Topic of the Week Avoiding Feeling Trapped At Work
- Challenge your comfort zone.
- Ask "What if..." Questions.
- Pursue a new skill
Escape: Avoiding Feeling Trapped at Work
Ever complain about your job? Odds are within seconds someone will remind you that you should be happy to be employed at all. However, a recent Right Management study still found lots of dissatisfaction. When asked, "Do you feel trapped at work? Have you ever wanted to find a new position? 63% of workers agreed. Another 21% said they somewhat agreed. Even a graduate of the New Jersey public education system can calculate that's 84% of workers. Which reminds me of an article that I saw in the San Francisco Chronicle about young professionals who chose to live in RV's or their cars instead of apartments.

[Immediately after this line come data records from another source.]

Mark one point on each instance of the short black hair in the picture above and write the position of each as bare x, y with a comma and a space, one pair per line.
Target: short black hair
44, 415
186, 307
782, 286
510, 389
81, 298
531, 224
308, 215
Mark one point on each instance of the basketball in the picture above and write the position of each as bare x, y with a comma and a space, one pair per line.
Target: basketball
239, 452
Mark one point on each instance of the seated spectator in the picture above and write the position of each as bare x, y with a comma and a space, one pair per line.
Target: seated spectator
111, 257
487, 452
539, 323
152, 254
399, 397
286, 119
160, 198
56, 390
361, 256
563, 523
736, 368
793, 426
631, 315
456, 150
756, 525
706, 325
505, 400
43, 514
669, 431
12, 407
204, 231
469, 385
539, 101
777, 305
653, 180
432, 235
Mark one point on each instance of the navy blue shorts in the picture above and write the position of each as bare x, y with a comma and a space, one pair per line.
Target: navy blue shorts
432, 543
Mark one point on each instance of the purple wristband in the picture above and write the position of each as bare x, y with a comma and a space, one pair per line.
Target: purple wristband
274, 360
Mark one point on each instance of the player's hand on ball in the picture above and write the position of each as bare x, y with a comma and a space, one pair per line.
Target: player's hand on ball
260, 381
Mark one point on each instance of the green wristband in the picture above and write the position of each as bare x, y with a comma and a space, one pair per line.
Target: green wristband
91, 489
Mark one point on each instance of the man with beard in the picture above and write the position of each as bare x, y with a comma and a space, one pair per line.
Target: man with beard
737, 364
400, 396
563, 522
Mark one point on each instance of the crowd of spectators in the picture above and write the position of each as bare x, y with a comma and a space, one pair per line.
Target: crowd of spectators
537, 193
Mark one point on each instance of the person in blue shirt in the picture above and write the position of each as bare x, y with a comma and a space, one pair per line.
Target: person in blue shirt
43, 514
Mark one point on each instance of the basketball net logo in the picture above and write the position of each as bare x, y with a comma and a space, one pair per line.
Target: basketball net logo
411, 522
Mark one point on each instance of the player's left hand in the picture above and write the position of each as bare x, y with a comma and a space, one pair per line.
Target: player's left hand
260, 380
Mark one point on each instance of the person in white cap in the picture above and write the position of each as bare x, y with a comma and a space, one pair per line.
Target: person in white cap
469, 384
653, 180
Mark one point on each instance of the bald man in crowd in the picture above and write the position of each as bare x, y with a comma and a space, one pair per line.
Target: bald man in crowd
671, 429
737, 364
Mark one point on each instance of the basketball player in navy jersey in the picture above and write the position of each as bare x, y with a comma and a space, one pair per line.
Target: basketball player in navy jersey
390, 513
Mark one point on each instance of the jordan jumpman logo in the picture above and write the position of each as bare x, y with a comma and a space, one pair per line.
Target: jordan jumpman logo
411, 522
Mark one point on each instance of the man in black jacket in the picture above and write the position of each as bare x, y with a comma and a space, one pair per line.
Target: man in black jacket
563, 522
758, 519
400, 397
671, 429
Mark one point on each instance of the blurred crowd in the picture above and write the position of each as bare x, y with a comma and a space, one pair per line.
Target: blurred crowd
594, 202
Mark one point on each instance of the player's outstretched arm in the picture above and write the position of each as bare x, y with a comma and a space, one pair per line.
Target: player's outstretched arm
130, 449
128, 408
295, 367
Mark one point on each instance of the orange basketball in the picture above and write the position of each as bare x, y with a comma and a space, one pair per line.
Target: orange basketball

Living in your vehicle sounds like a choice for someone who is unemployed, not working for a high-flying start up. But at least you won't feel trapped. Heck, you can just start it up and move on. But for all of those readers who still dwell in a house or apartment, I've got four strategies for those who feel trapped.
Challenge your comfort zone. Sure there are people who like the rush of visiting war zones, play poker professionally or juggling chainsaws, but most of us crave safety. Yes, sometimes that feeling of being trapped at work comes directly from the person you see in the mirror each morning. Learn how to leave your comfort zone and you may find that you can feel less trapped each day without even changing jobs.
Ask "What if..." Questions. I once read about a guy who said he had 19 years of experience. Someone asked, "Was it 19 years of experience, or one year 19 times?" Asking "What if..." questions is the best way to keep your mind engaged and active at work. Sure they'll be frustration, dead ends and bruises. But it could also lead to a great idea.
Network. Okay, networking is hallowed turf to me. Or as someone once said, "Know-how is important. Know-why is even better. But best of all is Know-who." Networking is the best way to explore all of life's possibilities. Because the people who owe you are often full of amazing possibilities.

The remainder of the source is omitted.